God's claim here and throughout the bible is to be the God of the whole earth, the God of the future, the God who dictates all history, from beginning to end.  And that is a big claim isn't it?  But this God doesn't just say after the event – yes I did that, and this is why… no he says before hand 'I'm going to do this, and that and the other, and here's why and what it will mean when it happens'.  And history records that those promises from God have been fulfilled.  Abraham's children did go down to Egypt and them back into Israel 400 years later, Israel did come back from exile after 70 years, and at the command of a King called Cyrus.

See the claim being made here is that history is in some way a form of advertising for God.  Through his words and works in the public domain, in history, he makes his claim to be the one and only God.  Like Coke declaring the themselves the real thing or the Rolling Stones labelling themselves the greatest rock band in the world, God declares his marketing slogans – He is: the only true God; the God who speaks and acts; the Living God; the Saving God.  God declares these things in public as a form of advertising – he wants these things to be known.  And a bit like modern marketing God attracts imitators who compete for attention and worship – but God asserts his copy right on the title to be the only true God.  And unlike our modern advertisers there is no need for spin, no exaggeration or massaging the figures, God's record stands and speaks for itself.

How are you going with this argument?  Is it compelling or has it failed to grip you yet?

Let me try and bring it into focus for you.

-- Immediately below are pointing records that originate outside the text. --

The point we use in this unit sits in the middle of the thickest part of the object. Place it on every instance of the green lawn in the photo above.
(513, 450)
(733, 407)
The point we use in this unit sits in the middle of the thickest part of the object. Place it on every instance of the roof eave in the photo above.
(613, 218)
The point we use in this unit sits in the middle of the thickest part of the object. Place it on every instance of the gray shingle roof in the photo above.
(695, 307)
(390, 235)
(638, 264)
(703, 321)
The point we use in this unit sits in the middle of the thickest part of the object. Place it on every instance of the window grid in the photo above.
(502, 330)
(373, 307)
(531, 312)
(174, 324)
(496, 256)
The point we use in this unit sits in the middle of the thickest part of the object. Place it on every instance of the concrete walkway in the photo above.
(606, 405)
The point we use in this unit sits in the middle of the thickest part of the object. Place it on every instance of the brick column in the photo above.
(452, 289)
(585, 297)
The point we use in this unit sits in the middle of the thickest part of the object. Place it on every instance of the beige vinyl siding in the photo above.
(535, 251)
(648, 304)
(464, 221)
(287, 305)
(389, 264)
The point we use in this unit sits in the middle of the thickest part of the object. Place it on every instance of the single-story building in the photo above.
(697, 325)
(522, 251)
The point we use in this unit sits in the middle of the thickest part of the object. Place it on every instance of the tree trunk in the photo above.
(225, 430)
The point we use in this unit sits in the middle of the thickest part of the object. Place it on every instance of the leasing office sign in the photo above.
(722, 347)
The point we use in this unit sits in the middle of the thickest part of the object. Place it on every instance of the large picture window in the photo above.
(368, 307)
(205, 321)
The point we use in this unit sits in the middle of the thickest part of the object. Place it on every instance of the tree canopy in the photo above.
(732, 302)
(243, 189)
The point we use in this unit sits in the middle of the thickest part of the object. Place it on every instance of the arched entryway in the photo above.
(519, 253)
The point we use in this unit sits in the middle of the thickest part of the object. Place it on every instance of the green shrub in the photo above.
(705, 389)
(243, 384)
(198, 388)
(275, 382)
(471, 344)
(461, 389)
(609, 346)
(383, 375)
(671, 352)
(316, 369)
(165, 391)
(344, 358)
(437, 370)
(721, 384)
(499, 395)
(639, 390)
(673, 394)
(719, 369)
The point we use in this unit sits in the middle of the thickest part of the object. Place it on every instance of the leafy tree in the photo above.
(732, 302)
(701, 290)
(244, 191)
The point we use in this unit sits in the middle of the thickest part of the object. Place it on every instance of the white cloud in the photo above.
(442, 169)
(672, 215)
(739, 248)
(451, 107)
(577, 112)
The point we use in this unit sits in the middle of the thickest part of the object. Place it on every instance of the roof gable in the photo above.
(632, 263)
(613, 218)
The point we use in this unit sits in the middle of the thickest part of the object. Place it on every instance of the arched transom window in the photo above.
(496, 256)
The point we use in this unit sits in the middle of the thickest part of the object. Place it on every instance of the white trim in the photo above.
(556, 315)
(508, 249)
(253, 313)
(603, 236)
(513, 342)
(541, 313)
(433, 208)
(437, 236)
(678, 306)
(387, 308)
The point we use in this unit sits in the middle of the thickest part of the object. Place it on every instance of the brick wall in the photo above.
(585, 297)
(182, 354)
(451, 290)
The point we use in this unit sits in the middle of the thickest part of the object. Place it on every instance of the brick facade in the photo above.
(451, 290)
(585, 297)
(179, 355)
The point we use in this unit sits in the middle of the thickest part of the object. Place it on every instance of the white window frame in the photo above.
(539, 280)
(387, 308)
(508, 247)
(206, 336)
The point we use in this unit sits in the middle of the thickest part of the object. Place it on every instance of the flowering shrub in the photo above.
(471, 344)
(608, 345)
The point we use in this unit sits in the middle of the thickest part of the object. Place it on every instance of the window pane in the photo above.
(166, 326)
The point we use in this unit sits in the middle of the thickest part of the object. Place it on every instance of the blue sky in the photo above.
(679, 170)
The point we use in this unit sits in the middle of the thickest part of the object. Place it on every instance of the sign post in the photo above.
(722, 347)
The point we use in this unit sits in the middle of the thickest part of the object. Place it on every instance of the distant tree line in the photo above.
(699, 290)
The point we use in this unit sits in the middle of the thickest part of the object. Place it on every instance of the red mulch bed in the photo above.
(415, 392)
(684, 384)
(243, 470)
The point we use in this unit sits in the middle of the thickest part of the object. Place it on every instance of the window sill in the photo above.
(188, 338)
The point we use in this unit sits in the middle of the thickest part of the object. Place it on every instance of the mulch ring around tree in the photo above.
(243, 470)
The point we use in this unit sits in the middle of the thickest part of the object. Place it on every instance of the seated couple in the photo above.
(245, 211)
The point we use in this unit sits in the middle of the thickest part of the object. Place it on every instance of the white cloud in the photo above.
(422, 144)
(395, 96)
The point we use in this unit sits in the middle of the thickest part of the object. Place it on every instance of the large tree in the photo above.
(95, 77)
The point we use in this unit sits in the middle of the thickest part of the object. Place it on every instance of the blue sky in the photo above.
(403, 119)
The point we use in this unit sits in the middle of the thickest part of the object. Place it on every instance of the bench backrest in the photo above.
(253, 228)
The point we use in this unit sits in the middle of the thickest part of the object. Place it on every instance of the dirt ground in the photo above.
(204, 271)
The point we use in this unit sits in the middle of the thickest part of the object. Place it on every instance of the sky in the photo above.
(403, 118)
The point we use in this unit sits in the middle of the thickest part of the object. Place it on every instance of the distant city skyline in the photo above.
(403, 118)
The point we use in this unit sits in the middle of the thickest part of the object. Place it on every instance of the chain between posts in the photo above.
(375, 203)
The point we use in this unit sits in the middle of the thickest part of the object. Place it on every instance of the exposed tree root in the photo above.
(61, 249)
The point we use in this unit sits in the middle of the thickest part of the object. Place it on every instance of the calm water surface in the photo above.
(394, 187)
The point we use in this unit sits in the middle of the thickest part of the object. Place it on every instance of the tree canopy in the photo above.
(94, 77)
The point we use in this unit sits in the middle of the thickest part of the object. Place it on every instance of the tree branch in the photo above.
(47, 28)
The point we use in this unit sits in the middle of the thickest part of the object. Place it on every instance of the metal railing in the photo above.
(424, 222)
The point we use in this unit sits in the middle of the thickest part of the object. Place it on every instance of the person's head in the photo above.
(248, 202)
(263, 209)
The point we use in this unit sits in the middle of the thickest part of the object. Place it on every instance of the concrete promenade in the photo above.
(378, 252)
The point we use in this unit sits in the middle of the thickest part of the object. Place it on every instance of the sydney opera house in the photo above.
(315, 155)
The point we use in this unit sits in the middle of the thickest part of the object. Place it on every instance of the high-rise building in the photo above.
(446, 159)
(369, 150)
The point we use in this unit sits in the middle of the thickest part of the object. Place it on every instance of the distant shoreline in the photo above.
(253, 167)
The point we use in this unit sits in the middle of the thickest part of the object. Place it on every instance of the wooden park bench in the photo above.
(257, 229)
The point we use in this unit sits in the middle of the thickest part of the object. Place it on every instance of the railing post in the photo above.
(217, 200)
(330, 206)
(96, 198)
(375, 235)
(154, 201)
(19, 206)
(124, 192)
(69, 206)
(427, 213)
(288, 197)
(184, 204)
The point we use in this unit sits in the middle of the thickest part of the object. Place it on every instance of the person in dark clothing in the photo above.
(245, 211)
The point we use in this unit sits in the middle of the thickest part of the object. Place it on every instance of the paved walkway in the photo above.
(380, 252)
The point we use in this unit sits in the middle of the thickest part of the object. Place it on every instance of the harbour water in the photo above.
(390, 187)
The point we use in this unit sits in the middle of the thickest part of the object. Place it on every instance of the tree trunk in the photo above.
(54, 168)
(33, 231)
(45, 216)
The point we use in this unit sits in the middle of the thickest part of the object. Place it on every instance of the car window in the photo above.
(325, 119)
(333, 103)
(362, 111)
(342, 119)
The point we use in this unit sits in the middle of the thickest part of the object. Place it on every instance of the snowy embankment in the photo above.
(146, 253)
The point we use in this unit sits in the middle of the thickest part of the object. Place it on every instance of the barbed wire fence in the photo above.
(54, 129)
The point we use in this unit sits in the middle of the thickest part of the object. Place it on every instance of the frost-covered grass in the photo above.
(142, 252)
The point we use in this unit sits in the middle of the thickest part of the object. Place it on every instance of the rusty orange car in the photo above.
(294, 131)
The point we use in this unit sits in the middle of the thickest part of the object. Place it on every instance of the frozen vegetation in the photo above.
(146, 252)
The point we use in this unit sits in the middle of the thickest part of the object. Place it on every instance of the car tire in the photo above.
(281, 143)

All of these characteristics of Yahweh are repeated and amplified by Jesus in the New Testament.  Jesus is like a concentrated version of all that I've been saying – essence of God at work in the world.  He claimed that the promises of the Old Testament were about him – that he fulfilled the many prophecies and promises on which God staked his credibility.  All of God's promises find their fulfilment in him – he is the saviour, it is before him that every knee will bow and tongue confess.  Jesus said that the essence of the OT promises was that God's King would be rejected, suffer and die, and three days later be raised to life again.  He said it repeatedly to his disciples and to the crowds.  He said that those promises were about him - he would be rejected, suffer and die and then three days later he would rise from the dead.  And history records that he did – he was crucified under Pontius Pilate, died and was buried, and three days later he rose again.  In history, in the person of a man, God has acted and we can know that he is God by checking it out.

But it's not just a miracle show – like an old school circus or something.  Jesus didn't do all this for entertainment value.  He went on to say that after his death and resurrection he would return to judge the living and the dead.  All those who put their trust in him would be saved, but those who rejected him would face God's wrath.

See in our world this question of religion is a bit of a non event for most people.  The majority assume that all religions are the same because we've already swallowed the assumption that this world is all there is – there is no real God, no real life after death, no heaven and no hell.

But Jesus life, along with all of the Bible, points us in exactly the opposite direction – it says there is a God, a God who has made himself known by speaking and acting, making public promises in time and space and fulfilling them publicly in time and space.  And it says this God wants to be acknowledged as God, to be served and honoured as is his right for making us.  And we're all going to meet him – whatever our beliefs about the matter.  So we all need to get ready.

So let me finish with a question – will you be ready to meet Jesus when he comes back?